Education Secretary Gillian Keegan said attracting top students “isn’t just good for our universities – it’s essential for our economy and building vital global relationships”.
“But the number of family members being brought to the UK by students has risen significantly,” she added.
“It is right we are taking action to reduce this number while maintaining a commitment to our international education strategy, which continues to enrich the UK’s education sector and make a significant contribution to the wider economy.”
The announcement comes as the government comes under mounting pressure over migration figures – an issue that has reportedly caused splits in the cabinet.
Official statistics due to be published later this week are expected to show that net migration has increased from 504,000 in the 12 months to June 2022 to more than 700,000 in the year to December.
Ms Braverman recently made a speech at the National Conservatism Conference in which she said the UK needed to “get overall immigration numbers down”, adding: “We mustn’t forget how to do things for ourselves.”
Ms Braverman is reported to have faced pushback in recent weeks from some cabinet colleagues, including Chancellor Jeremy Hunt and Ms Keegan, who are said to have been appealing for more visas for students and workers in certain sectors to boost economic growth and continue to plug the gaps left in the labour market.

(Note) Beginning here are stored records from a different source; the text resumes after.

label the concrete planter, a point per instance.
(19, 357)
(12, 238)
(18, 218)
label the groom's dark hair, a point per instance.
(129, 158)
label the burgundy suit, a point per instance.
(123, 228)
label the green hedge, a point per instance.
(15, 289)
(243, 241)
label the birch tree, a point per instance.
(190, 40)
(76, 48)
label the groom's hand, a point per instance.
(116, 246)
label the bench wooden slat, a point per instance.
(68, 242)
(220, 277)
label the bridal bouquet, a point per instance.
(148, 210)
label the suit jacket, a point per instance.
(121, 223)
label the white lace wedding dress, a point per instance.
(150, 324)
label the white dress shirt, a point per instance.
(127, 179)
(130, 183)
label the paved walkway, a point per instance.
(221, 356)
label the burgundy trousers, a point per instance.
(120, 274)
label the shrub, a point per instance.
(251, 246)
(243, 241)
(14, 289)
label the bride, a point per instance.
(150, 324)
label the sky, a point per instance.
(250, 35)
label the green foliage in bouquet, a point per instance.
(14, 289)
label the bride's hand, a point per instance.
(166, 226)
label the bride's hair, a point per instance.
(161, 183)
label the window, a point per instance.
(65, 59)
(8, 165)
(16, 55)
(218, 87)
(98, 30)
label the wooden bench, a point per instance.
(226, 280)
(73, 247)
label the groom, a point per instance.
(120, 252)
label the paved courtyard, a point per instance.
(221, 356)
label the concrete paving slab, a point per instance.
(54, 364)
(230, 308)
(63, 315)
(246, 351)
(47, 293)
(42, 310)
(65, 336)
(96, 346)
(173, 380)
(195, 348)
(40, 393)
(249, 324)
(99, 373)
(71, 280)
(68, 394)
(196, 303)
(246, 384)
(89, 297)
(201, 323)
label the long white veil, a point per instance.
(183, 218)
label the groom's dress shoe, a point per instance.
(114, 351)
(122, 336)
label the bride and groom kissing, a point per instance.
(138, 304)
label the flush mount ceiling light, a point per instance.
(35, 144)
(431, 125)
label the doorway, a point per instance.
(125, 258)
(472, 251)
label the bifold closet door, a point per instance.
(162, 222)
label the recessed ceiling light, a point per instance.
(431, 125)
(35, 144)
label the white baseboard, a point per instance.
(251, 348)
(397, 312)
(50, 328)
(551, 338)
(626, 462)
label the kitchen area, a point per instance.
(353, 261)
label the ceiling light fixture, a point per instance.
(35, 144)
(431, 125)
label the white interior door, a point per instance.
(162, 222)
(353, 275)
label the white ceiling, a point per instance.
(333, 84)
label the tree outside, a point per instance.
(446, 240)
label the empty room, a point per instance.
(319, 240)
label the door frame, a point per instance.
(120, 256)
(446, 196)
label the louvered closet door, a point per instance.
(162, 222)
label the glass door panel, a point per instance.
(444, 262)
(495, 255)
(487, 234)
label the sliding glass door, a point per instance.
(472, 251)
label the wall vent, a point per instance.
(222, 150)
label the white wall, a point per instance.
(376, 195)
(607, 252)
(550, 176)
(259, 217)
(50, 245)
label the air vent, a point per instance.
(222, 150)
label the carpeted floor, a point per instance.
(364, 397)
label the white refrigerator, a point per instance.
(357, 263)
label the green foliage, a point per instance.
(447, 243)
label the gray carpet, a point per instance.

The home secretary is also coming under fire over claims she asked civil servants to arrange a private awareness course after she was caught speeding last year – a move critics claim could amount to a breach of the ministerial code.
Raising an urgent question in the House of Commons, Labour’s deputy leader Angela Rayner said there were “serious questions to answer” regarding Ms Braverman, adding: “How many strikes before she’s out?”